Bergen City-Top View from Norwegian Meteorological Institute.
Also for the last two weeks, I was busy with my orientation programs at University of Bergen and especially from Geophysical Institute. It’s a great experience to meet with other international students for different study programs and share our own profiles to each other. My working place Norwegian Meteorological Institute is in Geophysical Institute, University of Bergen; so it would be better to introduce myself with the new culture and system in a state that I can adapt quickly.

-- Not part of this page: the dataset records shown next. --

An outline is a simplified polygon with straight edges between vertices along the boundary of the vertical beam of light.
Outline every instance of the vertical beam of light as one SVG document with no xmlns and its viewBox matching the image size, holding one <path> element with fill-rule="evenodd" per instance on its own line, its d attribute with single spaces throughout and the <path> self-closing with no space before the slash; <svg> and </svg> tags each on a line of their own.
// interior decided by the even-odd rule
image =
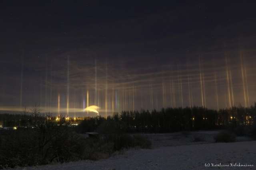
<svg viewBox="0 0 256 170">
<path fill-rule="evenodd" d="M 123 86 L 122 89 L 122 110 L 123 111 L 125 110 L 125 98 L 124 98 L 124 86 Z"/>
<path fill-rule="evenodd" d="M 228 105 L 227 104 L 227 94 L 226 93 L 224 94 L 224 99 L 225 100 L 225 107 L 226 109 L 228 108 Z"/>
<path fill-rule="evenodd" d="M 85 110 L 84 110 L 84 109 L 85 108 L 85 101 L 84 101 L 84 96 L 83 97 L 83 110 L 84 111 L 84 112 Z"/>
<path fill-rule="evenodd" d="M 151 102 L 151 106 L 152 106 L 152 109 L 154 109 L 154 96 L 153 96 L 153 86 L 152 85 L 152 81 L 150 82 L 150 96 L 151 96 L 150 100 Z"/>
<path fill-rule="evenodd" d="M 228 102 L 229 104 L 229 107 L 231 107 L 231 100 L 230 96 L 230 87 L 229 84 L 229 76 L 228 74 L 228 61 L 227 57 L 225 57 L 226 66 L 226 74 L 227 76 L 227 85 L 228 87 Z"/>
<path fill-rule="evenodd" d="M 229 77 L 230 80 L 230 88 L 231 90 L 231 98 L 232 99 L 232 106 L 235 106 L 235 104 L 234 98 L 234 92 L 233 91 L 233 80 L 232 80 L 232 74 L 230 69 L 229 69 Z"/>
<path fill-rule="evenodd" d="M 191 92 L 190 92 L 190 81 L 189 80 L 189 74 L 188 74 L 188 99 L 189 102 L 189 107 L 191 108 Z"/>
<path fill-rule="evenodd" d="M 124 107 L 126 110 L 127 110 L 127 90 L 124 89 Z"/>
<path fill-rule="evenodd" d="M 21 57 L 21 71 L 20 74 L 20 107 L 22 107 L 22 85 L 23 84 L 23 52 Z"/>
<path fill-rule="evenodd" d="M 182 82 L 181 80 L 181 76 L 180 75 L 180 69 L 179 68 L 179 66 L 178 65 L 177 65 L 177 67 L 178 68 L 178 77 L 179 81 L 179 88 L 180 90 L 180 101 L 181 102 L 181 107 L 183 108 L 183 94 L 182 92 Z"/>
<path fill-rule="evenodd" d="M 140 101 L 141 102 L 141 109 L 143 109 L 143 95 L 142 89 L 140 89 Z"/>
<path fill-rule="evenodd" d="M 46 58 L 46 70 L 45 71 L 45 108 L 46 110 L 46 112 L 48 111 L 47 108 L 47 87 L 48 84 L 48 59 L 47 57 Z"/>
<path fill-rule="evenodd" d="M 193 106 L 194 106 L 194 103 L 193 103 L 193 94 L 192 93 L 192 92 L 193 91 L 192 90 L 192 84 L 191 82 L 191 78 L 190 77 L 190 76 L 189 76 L 189 80 L 190 80 L 190 98 L 191 98 L 191 107 L 193 107 Z"/>
<path fill-rule="evenodd" d="M 172 101 L 173 101 L 173 107 L 176 107 L 176 93 L 175 89 L 174 86 L 174 83 L 173 82 L 173 78 L 172 78 Z"/>
<path fill-rule="evenodd" d="M 60 94 L 58 95 L 58 115 L 60 115 Z"/>
<path fill-rule="evenodd" d="M 134 86 L 132 85 L 132 111 L 134 112 Z"/>
<path fill-rule="evenodd" d="M 95 59 L 95 101 L 94 103 L 97 105 L 97 61 Z"/>
<path fill-rule="evenodd" d="M 113 83 L 113 85 L 112 86 L 112 115 L 114 115 L 114 82 Z"/>
<path fill-rule="evenodd" d="M 206 98 L 205 95 L 205 84 L 204 82 L 204 73 L 203 73 L 203 87 L 204 87 L 204 107 L 206 108 Z"/>
<path fill-rule="evenodd" d="M 247 82 L 247 73 L 246 72 L 246 67 L 244 66 L 244 76 L 245 78 L 245 84 L 246 87 L 246 94 L 247 96 L 247 105 L 250 106 L 250 98 L 249 97 L 249 90 L 248 89 L 248 82 Z"/>
<path fill-rule="evenodd" d="M 173 100 L 172 97 L 172 76 L 171 75 L 170 75 L 170 107 L 173 107 Z"/>
<path fill-rule="evenodd" d="M 69 114 L 69 56 L 68 56 L 68 73 L 67 77 L 67 115 L 66 116 L 68 117 Z"/>
<path fill-rule="evenodd" d="M 51 63 L 51 80 L 50 84 L 50 104 L 49 103 L 49 100 L 48 100 L 48 106 L 51 106 L 52 104 L 52 63 Z"/>
<path fill-rule="evenodd" d="M 107 118 L 107 112 L 108 110 L 108 62 L 106 64 L 106 87 L 105 90 L 105 114 Z"/>
<path fill-rule="evenodd" d="M 89 107 L 89 91 L 87 90 L 87 101 L 86 101 L 87 102 L 87 107 Z M 89 111 L 87 110 L 87 116 L 89 115 Z"/>
<path fill-rule="evenodd" d="M 202 70 L 201 68 L 201 59 L 199 57 L 199 72 L 200 72 L 200 85 L 201 87 L 201 97 L 202 99 L 202 106 L 203 107 L 204 106 L 204 95 L 203 94 L 203 81 L 202 80 Z"/>
<path fill-rule="evenodd" d="M 75 90 L 75 93 L 74 93 L 74 118 L 76 118 L 76 90 Z"/>
<path fill-rule="evenodd" d="M 162 92 L 163 93 L 163 105 L 164 108 L 165 108 L 165 94 L 164 92 L 164 84 L 163 80 L 162 81 Z"/>
<path fill-rule="evenodd" d="M 243 65 L 243 57 L 242 57 L 242 53 L 241 51 L 240 52 L 240 60 L 241 61 L 241 72 L 242 74 L 242 81 L 243 82 L 243 89 L 244 92 L 244 107 L 248 107 L 247 106 L 247 97 L 246 95 L 246 90 L 245 89 L 245 85 L 244 82 L 244 65 Z"/>
<path fill-rule="evenodd" d="M 43 82 L 42 82 L 42 72 L 41 72 L 41 76 L 40 77 L 40 107 L 42 107 L 43 105 L 43 104 L 42 103 L 42 84 L 43 84 Z"/>
<path fill-rule="evenodd" d="M 215 94 L 216 95 L 216 102 L 217 103 L 217 108 L 218 111 L 220 109 L 219 107 L 219 96 L 218 93 L 218 83 L 217 82 L 217 74 L 215 72 L 214 74 L 214 82 L 215 83 Z"/>
</svg>

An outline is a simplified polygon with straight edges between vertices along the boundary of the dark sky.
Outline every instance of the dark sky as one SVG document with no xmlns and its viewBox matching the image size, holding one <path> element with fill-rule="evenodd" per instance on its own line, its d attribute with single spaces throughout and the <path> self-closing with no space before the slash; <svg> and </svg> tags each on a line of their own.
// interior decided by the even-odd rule
<svg viewBox="0 0 256 170">
<path fill-rule="evenodd" d="M 195 72 L 190 73 L 194 77 L 190 83 L 194 83 L 191 90 L 196 94 L 194 100 L 198 100 L 194 104 L 200 105 L 202 102 L 196 97 L 200 92 L 196 85 L 200 80 L 199 57 L 202 63 L 201 71 L 205 73 L 206 96 L 211 98 L 215 96 L 211 93 L 214 87 L 210 84 L 216 71 L 220 79 L 217 92 L 226 90 L 225 68 L 228 65 L 228 69 L 233 73 L 230 80 L 234 98 L 241 98 L 243 90 L 241 71 L 236 72 L 241 69 L 240 51 L 242 51 L 247 66 L 250 68 L 255 61 L 255 3 L 125 1 L 1 1 L 0 106 L 20 106 L 21 100 L 22 107 L 36 102 L 41 106 L 55 107 L 56 96 L 60 94 L 64 96 L 64 107 L 68 96 L 68 57 L 72 107 L 81 107 L 87 90 L 95 90 L 95 70 L 97 95 L 100 99 L 96 102 L 103 107 L 107 63 L 107 91 L 110 94 L 107 98 L 112 102 L 112 94 L 116 93 L 114 100 L 119 101 L 115 102 L 117 110 L 124 108 L 119 104 L 124 105 L 124 99 L 120 99 L 124 96 L 122 89 L 126 89 L 128 94 L 131 87 L 136 104 L 147 98 L 150 92 L 146 89 L 153 86 L 153 98 L 159 100 L 157 107 L 171 105 L 173 99 L 168 89 L 170 81 L 166 77 L 172 74 L 172 69 L 176 76 L 173 79 L 179 87 L 175 89 L 176 100 L 184 96 L 184 106 L 188 103 L 188 86 L 184 85 L 188 83 L 188 70 Z M 228 61 L 226 65 L 225 56 Z M 208 70 L 210 68 L 212 69 Z M 255 82 L 252 69 L 247 71 L 248 84 L 249 90 L 255 94 L 256 88 L 250 85 Z M 186 86 L 182 90 L 182 86 Z M 90 95 L 92 100 L 95 100 L 95 96 Z M 228 103 L 228 99 L 223 100 Z M 243 100 L 234 100 L 236 104 L 244 103 Z M 209 107 L 216 107 L 213 101 L 210 101 Z M 152 102 L 136 104 L 135 107 L 156 107 L 149 106 Z"/>
</svg>

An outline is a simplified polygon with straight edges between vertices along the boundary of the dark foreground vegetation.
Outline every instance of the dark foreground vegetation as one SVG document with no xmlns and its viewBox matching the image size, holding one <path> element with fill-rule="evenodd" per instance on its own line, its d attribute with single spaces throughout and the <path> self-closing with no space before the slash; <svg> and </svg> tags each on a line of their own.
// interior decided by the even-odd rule
<svg viewBox="0 0 256 170">
<path fill-rule="evenodd" d="M 151 146 L 150 141 L 142 136 L 125 133 L 125 127 L 114 121 L 102 122 L 96 129 L 100 135 L 86 138 L 77 133 L 71 121 L 63 117 L 56 121 L 50 115 L 39 115 L 35 109 L 29 116 L 29 125 L 0 130 L 0 169 L 96 160 L 123 149 Z"/>
<path fill-rule="evenodd" d="M 148 139 L 132 135 L 137 133 L 224 129 L 216 137 L 216 142 L 235 141 L 236 135 L 256 139 L 256 105 L 218 111 L 194 107 L 124 111 L 106 119 L 40 115 L 37 108 L 29 114 L 0 114 L 0 125 L 17 127 L 0 131 L 0 168 L 95 160 L 124 148 L 150 148 Z M 92 131 L 99 135 L 88 138 L 82 135 Z"/>
</svg>

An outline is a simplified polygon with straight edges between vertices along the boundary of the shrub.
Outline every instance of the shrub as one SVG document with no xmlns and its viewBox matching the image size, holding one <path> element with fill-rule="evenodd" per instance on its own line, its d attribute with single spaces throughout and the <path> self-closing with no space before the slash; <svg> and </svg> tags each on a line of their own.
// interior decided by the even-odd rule
<svg viewBox="0 0 256 170">
<path fill-rule="evenodd" d="M 203 142 L 205 141 L 204 137 L 202 135 L 199 135 L 196 134 L 193 136 L 193 138 L 194 139 L 193 141 L 194 142 Z"/>
<path fill-rule="evenodd" d="M 145 137 L 137 135 L 134 135 L 134 146 L 139 146 L 143 149 L 151 148 L 151 142 Z"/>
<path fill-rule="evenodd" d="M 256 122 L 254 122 L 251 127 L 251 137 L 254 140 L 256 140 Z"/>
<path fill-rule="evenodd" d="M 216 142 L 234 142 L 236 141 L 236 135 L 227 131 L 222 131 L 215 137 Z"/>
<path fill-rule="evenodd" d="M 67 126 L 58 125 L 56 122 L 48 121 L 48 116 L 42 121 L 37 118 L 33 120 L 34 129 L 18 128 L 0 136 L 0 168 L 63 162 L 80 158 L 83 139 Z"/>
</svg>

And yes, it’s again MATLAB; I am assigned to practice the mapping and plotting process in MATLAB as my first step of my internship. It’s quite interesting to make a map of the physical properties of sea water, like temperature, salinity, chlorophyll, etc.; sometimes it seems difficult due to use different kinds of functions with broader range. Anyhow, I am gathering all the codes quickly to make map. I have gotten all the two months data from the “SailBuoy” which already sailed in fixed area of Gulf of Mexico. SailBuoy is the latest ocean observing instrument to supply the real time data instantly; this unmanned vehicle would be the most effective instrument to collect the in situ data in the upcoming days. Without going to deep sea; we are getting the current temperature, salinity, oxygen, etc., in short time. Also, the scope of comparing remote sensing data is now widen than previous time because the possibility of track a concerned area continuously with this controlled sea going vehicle.

Today, no more, this is just a beginning; expect to write more with my new analysis and results within a short time.